Cannibalizing past creativity again
Dec. 14th, 2002 11:25 pm
A post of
mamishka’s
- One-N Canon is archived on Jo Walton’s Interstichia page, and she seems to have almost consistently misspelled my last name.
- This parody of part of Kipling’s “In the Neolithic Age” was inspired by an argument over software interfaces. I’ve always liked this Kipling, even though the savage wit of the first half (“And I left my views on Art, barbed and tanged, below the heart”) undermines the message it seems to be advocating.
- More Kipling — “A Keebler Song” after “A Pict Song”. I’m not as fond of “A Pict Song” as most sf fans seem to be; it seems to feed into a widespread affection for a kind of kneejerk faux-anti-authoritarianism. (Mind, I have a healthy respect for real, earnest, thoughtful anti-authoritarianism.)
- “Attention all passengers” is a parody of the opening of the Tao Te Ching. For a while I was using the last three lines as a .sig quote.

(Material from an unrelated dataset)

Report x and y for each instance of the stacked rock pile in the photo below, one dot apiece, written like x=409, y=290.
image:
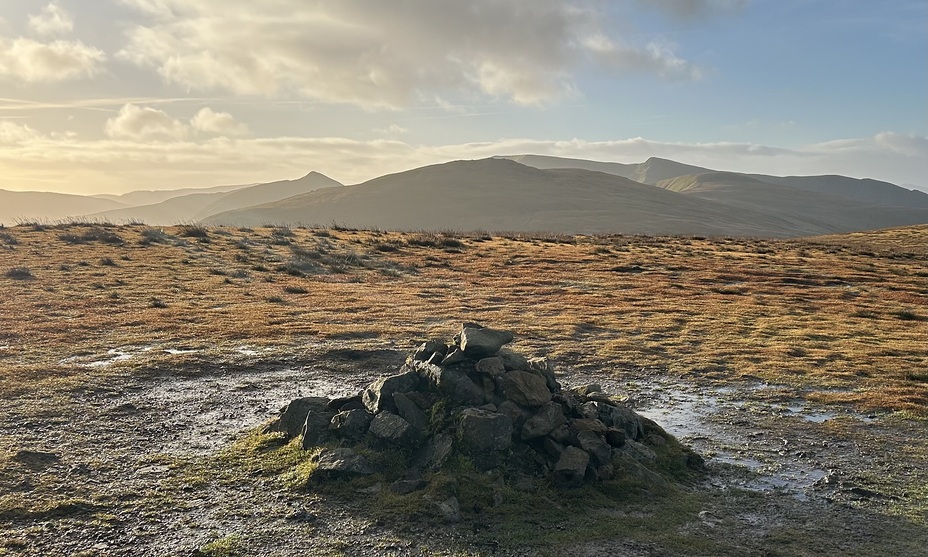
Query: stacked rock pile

- “Three quarks for muster Mark”, Tolkein meets Joyce meets modern physics. My favorite thing about this one is that it’s one of the top-rated Google returns for the title phrase, which is a quote from Joyce’s Finnigans Wake. I got email earlier this year from a translator asking me about a song of that title that shows up in a 1992 novel; he wasn’t familiar with the Joyce, and assumed it was a reference to my parody.
- This short parody of “Particle Man” came in the wake of the December 2000 Bush v. Gore decision.
- A one-verse “Modern Major General” parody that confuses even me at two years’ remove.
- A team effort: Pamela Dean and I, cross-breeding “Jabberwocky” with “Witch of the Westmorland”.
- This isn’t poetry. I’m not quite sure what it is. Or this, which isn’t even parody.